Его мать умерла, подарив ему жизнь; умерла тихо, с застывшими в глазах слезами и печатью усталости на лице, измождённом и остром. Роды были тяжёлыми: матушка после них прожила лишь день, ни на мгновение не выпуская его из рук. Отец сказал ему однажды, что так она и умерла: с ним, громко на её руках плачущем, и хриплыми словами колыбельной на устах.
Леголас не считает себя виновным хоть в чем-нибудь – то время, когда его сжирали ядовитые, чёрные мысли, что он в смерти матери виноват прошло, толком не наступив, – но отца понять может.
– Прошу, не нужно, – излишне торопливо говорит он, всё ещё остерегаясь лорду Келеборну в глаза смотреть. Тот кивает, и, пока его собеседник не успевает сказать чего в ответ, Леголас продолжает: – Скажите, зачем вы здесь? И не пробуйте, я не поверю, что только лишь для того, чтобы вести со мной задушевные беседы о ценности семьи, никогда не имевшей место быть отцовской ко мне жестокости иль ещё о чём подобном. Вы, чудится, приезжали из цели обсудить невероятно важные государственные дела с королём, и теперь я никак не могу понять: к чему это?
Леголас отворачивается и вдруг словно задыхается, захлёбываясь и утопая. Об отце, в дожде, шелесте листьев и скрипе ветра, мыслей и слов чрезмерно много; он дышит с трудом, тщетно пытаясь расслышать биение собственного сердца.

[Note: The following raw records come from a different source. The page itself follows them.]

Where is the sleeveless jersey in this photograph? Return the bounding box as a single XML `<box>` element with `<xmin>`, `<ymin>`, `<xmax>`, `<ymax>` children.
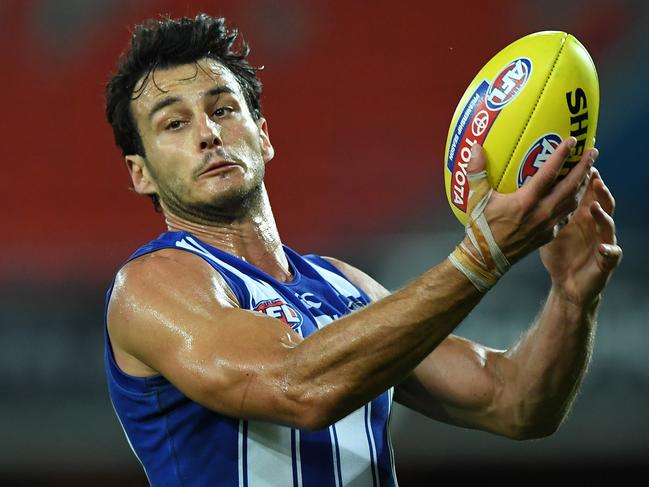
<box><xmin>104</xmin><ymin>232</ymin><xmax>397</xmax><ymax>487</ymax></box>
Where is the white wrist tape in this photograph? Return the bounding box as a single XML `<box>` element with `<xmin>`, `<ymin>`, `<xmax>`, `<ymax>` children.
<box><xmin>448</xmin><ymin>171</ymin><xmax>511</xmax><ymax>292</ymax></box>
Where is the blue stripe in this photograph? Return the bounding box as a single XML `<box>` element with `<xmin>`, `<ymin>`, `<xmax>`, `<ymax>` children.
<box><xmin>291</xmin><ymin>428</ymin><xmax>297</xmax><ymax>487</ymax></box>
<box><xmin>365</xmin><ymin>401</ymin><xmax>378</xmax><ymax>487</ymax></box>
<box><xmin>241</xmin><ymin>421</ymin><xmax>248</xmax><ymax>487</ymax></box>
<box><xmin>370</xmin><ymin>391</ymin><xmax>394</xmax><ymax>486</ymax></box>
<box><xmin>331</xmin><ymin>424</ymin><xmax>343</xmax><ymax>487</ymax></box>
<box><xmin>300</xmin><ymin>428</ymin><xmax>336</xmax><ymax>487</ymax></box>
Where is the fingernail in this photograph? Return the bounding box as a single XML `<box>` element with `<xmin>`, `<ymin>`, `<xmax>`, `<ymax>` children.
<box><xmin>590</xmin><ymin>148</ymin><xmax>599</xmax><ymax>164</ymax></box>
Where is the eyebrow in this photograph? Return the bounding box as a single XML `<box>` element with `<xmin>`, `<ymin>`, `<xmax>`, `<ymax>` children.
<box><xmin>149</xmin><ymin>86</ymin><xmax>235</xmax><ymax>121</ymax></box>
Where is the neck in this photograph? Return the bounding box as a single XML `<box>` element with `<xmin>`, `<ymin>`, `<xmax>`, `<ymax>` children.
<box><xmin>163</xmin><ymin>186</ymin><xmax>292</xmax><ymax>282</ymax></box>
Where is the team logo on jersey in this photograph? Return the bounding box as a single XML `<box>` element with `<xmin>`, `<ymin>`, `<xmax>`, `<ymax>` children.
<box><xmin>253</xmin><ymin>299</ymin><xmax>303</xmax><ymax>330</ymax></box>
<box><xmin>347</xmin><ymin>296</ymin><xmax>365</xmax><ymax>311</ymax></box>
<box><xmin>518</xmin><ymin>133</ymin><xmax>561</xmax><ymax>188</ymax></box>
<box><xmin>487</xmin><ymin>57</ymin><xmax>532</xmax><ymax>110</ymax></box>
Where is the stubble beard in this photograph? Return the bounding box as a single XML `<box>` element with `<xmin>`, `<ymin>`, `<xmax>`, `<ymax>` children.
<box><xmin>157</xmin><ymin>164</ymin><xmax>265</xmax><ymax>224</ymax></box>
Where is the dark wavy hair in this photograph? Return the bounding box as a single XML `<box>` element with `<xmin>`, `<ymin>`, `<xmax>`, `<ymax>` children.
<box><xmin>106</xmin><ymin>14</ymin><xmax>262</xmax><ymax>158</ymax></box>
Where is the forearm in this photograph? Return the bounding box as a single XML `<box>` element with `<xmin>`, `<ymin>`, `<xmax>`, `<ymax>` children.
<box><xmin>496</xmin><ymin>289</ymin><xmax>599</xmax><ymax>437</ymax></box>
<box><xmin>286</xmin><ymin>261</ymin><xmax>482</xmax><ymax>428</ymax></box>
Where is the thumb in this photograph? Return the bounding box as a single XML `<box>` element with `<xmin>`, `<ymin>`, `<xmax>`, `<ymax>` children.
<box><xmin>466</xmin><ymin>143</ymin><xmax>487</xmax><ymax>174</ymax></box>
<box><xmin>467</xmin><ymin>144</ymin><xmax>491</xmax><ymax>217</ymax></box>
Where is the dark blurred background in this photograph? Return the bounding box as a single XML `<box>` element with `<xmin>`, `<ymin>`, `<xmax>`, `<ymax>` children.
<box><xmin>0</xmin><ymin>0</ymin><xmax>649</xmax><ymax>486</ymax></box>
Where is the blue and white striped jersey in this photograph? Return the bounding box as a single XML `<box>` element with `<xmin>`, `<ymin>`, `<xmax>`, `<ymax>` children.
<box><xmin>104</xmin><ymin>232</ymin><xmax>397</xmax><ymax>487</ymax></box>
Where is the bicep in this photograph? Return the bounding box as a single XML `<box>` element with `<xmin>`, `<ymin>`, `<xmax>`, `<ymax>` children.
<box><xmin>108</xmin><ymin>251</ymin><xmax>301</xmax><ymax>423</ymax></box>
<box><xmin>395</xmin><ymin>335</ymin><xmax>502</xmax><ymax>431</ymax></box>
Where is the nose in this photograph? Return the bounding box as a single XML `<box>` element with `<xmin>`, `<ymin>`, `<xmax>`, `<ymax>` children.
<box><xmin>198</xmin><ymin>114</ymin><xmax>223</xmax><ymax>151</ymax></box>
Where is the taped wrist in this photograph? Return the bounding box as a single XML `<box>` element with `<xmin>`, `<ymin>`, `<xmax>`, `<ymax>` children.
<box><xmin>448</xmin><ymin>171</ymin><xmax>511</xmax><ymax>293</ymax></box>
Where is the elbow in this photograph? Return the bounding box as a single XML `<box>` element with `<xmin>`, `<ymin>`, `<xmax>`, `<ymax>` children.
<box><xmin>285</xmin><ymin>384</ymin><xmax>346</xmax><ymax>431</ymax></box>
<box><xmin>506</xmin><ymin>422</ymin><xmax>559</xmax><ymax>441</ymax></box>
<box><xmin>505</xmin><ymin>415</ymin><xmax>563</xmax><ymax>441</ymax></box>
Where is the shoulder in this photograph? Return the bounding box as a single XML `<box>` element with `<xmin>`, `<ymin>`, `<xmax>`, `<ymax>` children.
<box><xmin>111</xmin><ymin>249</ymin><xmax>236</xmax><ymax>303</ymax></box>
<box><xmin>322</xmin><ymin>256</ymin><xmax>390</xmax><ymax>301</ymax></box>
<box><xmin>107</xmin><ymin>249</ymin><xmax>239</xmax><ymax>360</ymax></box>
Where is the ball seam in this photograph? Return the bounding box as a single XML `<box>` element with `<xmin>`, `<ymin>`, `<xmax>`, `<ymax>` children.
<box><xmin>496</xmin><ymin>32</ymin><xmax>568</xmax><ymax>191</ymax></box>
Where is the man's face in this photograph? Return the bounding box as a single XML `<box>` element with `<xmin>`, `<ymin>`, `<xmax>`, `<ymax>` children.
<box><xmin>126</xmin><ymin>59</ymin><xmax>273</xmax><ymax>221</ymax></box>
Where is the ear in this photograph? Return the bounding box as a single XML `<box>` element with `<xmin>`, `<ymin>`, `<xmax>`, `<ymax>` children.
<box><xmin>124</xmin><ymin>155</ymin><xmax>157</xmax><ymax>194</ymax></box>
<box><xmin>257</xmin><ymin>117</ymin><xmax>275</xmax><ymax>163</ymax></box>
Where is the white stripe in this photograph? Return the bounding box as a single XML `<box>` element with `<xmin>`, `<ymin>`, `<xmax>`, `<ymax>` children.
<box><xmin>109</xmin><ymin>395</ymin><xmax>153</xmax><ymax>485</ymax></box>
<box><xmin>238</xmin><ymin>419</ymin><xmax>244</xmax><ymax>487</ymax></box>
<box><xmin>305</xmin><ymin>259</ymin><xmax>361</xmax><ymax>298</ymax></box>
<box><xmin>365</xmin><ymin>401</ymin><xmax>381</xmax><ymax>485</ymax></box>
<box><xmin>385</xmin><ymin>387</ymin><xmax>399</xmax><ymax>487</ymax></box>
<box><xmin>329</xmin><ymin>426</ymin><xmax>340</xmax><ymax>487</ymax></box>
<box><xmin>247</xmin><ymin>421</ymin><xmax>293</xmax><ymax>487</ymax></box>
<box><xmin>295</xmin><ymin>429</ymin><xmax>302</xmax><ymax>487</ymax></box>
<box><xmin>336</xmin><ymin>407</ymin><xmax>372</xmax><ymax>485</ymax></box>
<box><xmin>176</xmin><ymin>237</ymin><xmax>283</xmax><ymax>308</ymax></box>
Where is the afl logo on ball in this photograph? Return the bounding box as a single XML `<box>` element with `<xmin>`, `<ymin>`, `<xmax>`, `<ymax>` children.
<box><xmin>486</xmin><ymin>57</ymin><xmax>532</xmax><ymax>110</ymax></box>
<box><xmin>518</xmin><ymin>133</ymin><xmax>561</xmax><ymax>188</ymax></box>
<box><xmin>253</xmin><ymin>299</ymin><xmax>302</xmax><ymax>330</ymax></box>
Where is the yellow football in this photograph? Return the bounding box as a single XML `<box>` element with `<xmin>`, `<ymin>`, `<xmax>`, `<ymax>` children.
<box><xmin>444</xmin><ymin>32</ymin><xmax>599</xmax><ymax>224</ymax></box>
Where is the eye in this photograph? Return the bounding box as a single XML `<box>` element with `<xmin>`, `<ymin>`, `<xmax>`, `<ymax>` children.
<box><xmin>165</xmin><ymin>120</ymin><xmax>184</xmax><ymax>130</ymax></box>
<box><xmin>213</xmin><ymin>106</ymin><xmax>234</xmax><ymax>118</ymax></box>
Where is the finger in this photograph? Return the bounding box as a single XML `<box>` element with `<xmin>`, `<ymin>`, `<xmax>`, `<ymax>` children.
<box><xmin>532</xmin><ymin>149</ymin><xmax>599</xmax><ymax>212</ymax></box>
<box><xmin>597</xmin><ymin>243</ymin><xmax>623</xmax><ymax>270</ymax></box>
<box><xmin>590</xmin><ymin>201</ymin><xmax>617</xmax><ymax>244</ymax></box>
<box><xmin>523</xmin><ymin>137</ymin><xmax>581</xmax><ymax>197</ymax></box>
<box><xmin>593</xmin><ymin>177</ymin><xmax>615</xmax><ymax>216</ymax></box>
<box><xmin>466</xmin><ymin>144</ymin><xmax>487</xmax><ymax>174</ymax></box>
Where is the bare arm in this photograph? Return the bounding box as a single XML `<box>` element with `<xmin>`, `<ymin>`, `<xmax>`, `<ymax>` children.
<box><xmin>333</xmin><ymin>152</ymin><xmax>621</xmax><ymax>439</ymax></box>
<box><xmin>108</xmin><ymin>137</ymin><xmax>588</xmax><ymax>429</ymax></box>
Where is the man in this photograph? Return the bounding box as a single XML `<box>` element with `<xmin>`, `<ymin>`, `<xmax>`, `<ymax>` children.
<box><xmin>105</xmin><ymin>15</ymin><xmax>621</xmax><ymax>486</ymax></box>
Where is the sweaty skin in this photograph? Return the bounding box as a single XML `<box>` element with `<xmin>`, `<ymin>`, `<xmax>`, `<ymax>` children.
<box><xmin>108</xmin><ymin>60</ymin><xmax>621</xmax><ymax>438</ymax></box>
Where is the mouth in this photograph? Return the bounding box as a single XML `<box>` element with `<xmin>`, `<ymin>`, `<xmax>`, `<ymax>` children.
<box><xmin>198</xmin><ymin>160</ymin><xmax>239</xmax><ymax>178</ymax></box>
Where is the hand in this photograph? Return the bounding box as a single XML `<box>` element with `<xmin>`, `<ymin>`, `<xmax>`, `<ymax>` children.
<box><xmin>541</xmin><ymin>166</ymin><xmax>622</xmax><ymax>305</ymax></box>
<box><xmin>469</xmin><ymin>137</ymin><xmax>593</xmax><ymax>264</ymax></box>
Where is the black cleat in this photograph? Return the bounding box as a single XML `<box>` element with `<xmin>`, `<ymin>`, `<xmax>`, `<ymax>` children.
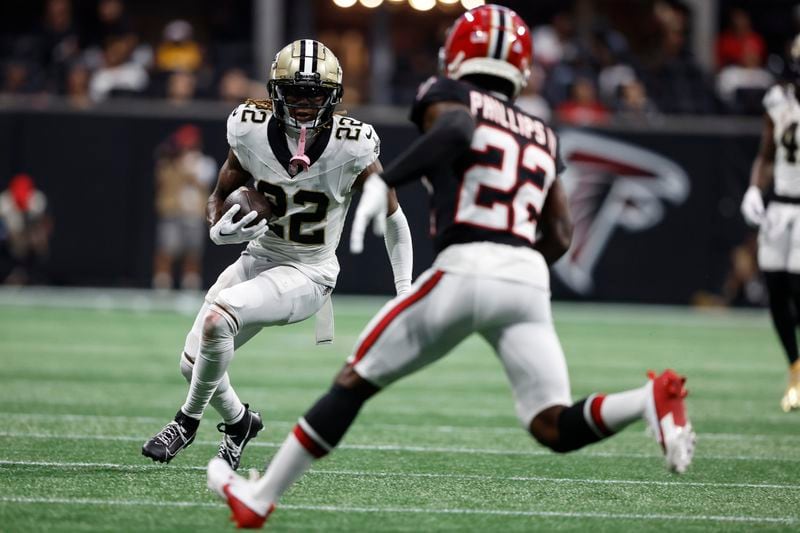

Он будто стоит на самом краю. На краю не пропасти и вовсе не зубастой, чёрной пасти – на краю крыши с коричневой черепицей, осыпающейся под ногами. Впереди – золотым и кровью рыдает закат, а позади небо зеленое с голубыми морщинами недоумения. Внизу земля чёрная, да высокой, луговой травой поросшая. Небосвод здесь не льёт слёзы в дожде, а лес, как и прежде, молчаливый и тёмный, взирает на него пристально и цепко снизу вверх.
Леголас чувствует призрачное присутствие отца за спиной, его руку на своём плече и резкий, переливчатый да ядовитой сладости полный голос – в мыслях. Он гадает: станет ли отец причиной его падения иль тем, кто крепко схватив за руку, не позволит сделать роковой шаг вперед? Леголас размышляет, с каким звуком сломаются его кости, когда тело его изломанной куклой разобьётся о землю и последний вздох вырвется из груди.
Ему никогда не понять, сколько ни пытается, спасёт ли его король или убьёт отец. Леголас не слишком уж боится смерти, чересчур дорожа жизнью, но любопытство гложет его с отчаянным голодом: умрёт или будет спасён? Кто, кто из них двоих?
Троих, быть может?
Он потерян – в личине чужой, незнакомой, родной по крови, далёкой по духу.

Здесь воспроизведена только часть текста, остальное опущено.